Reconstruire la crédibilité de l’OMC

«Je suis impressionné par sa façon de sortir de la trajectoire sur laquelle son prédécesseur avait orienté l’OMC, renchérit Richard Baldwin, professeur au Graduate Institute et spécialiste du commerce et de la mondialisation. Elle a transformé la crise de la pandémie en une opportunité pour donner une nouvelle impulsion à l’organisation et pour rétablir sa crédibilité.» Selon lui, la nouvelle directrice a fait comprendre que l’OMC ne sert pas seulement à négocier les pourcentages des tarifs douaniers, mais aussi à faire face aux nouveaux défis planétaires.

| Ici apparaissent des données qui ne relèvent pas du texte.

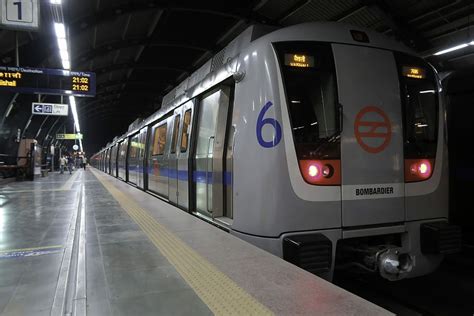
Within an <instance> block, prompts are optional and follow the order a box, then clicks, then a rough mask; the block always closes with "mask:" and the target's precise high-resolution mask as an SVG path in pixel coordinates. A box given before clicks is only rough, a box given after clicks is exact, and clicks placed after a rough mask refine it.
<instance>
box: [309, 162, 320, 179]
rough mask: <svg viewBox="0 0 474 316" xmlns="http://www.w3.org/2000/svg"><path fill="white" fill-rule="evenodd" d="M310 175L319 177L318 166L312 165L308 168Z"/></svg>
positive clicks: (311, 176) (310, 175)
mask: <svg viewBox="0 0 474 316" xmlns="http://www.w3.org/2000/svg"><path fill="white" fill-rule="evenodd" d="M308 174H309V176H310V177H312V178H314V177H317V176H318V174H319V169H318V167H317V166H316V165H310V166H309V168H308Z"/></svg>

Christian Pauletto, ancien chef négociateur suisse pour les Services et professeur à l’International University in Geneva, suit de près les activités de l’OMC. «Outre la question des vaccins, la nouvelle directrice se focalise sur la prochaine réunion ministérielle qui aura lieu fin novembre à Genève, souligne-t-il. Bien sûr, l’issue de ce rendez-vous est dans les mains des membres et ne dépend que d’eux.» Mais, selon lui, elle a démontré qu’elle a les qualités pour cultiver une atmosphère de confiance. Sa manière de gérer les tractations sur les vaccins est exemplaire et de très bon augure.»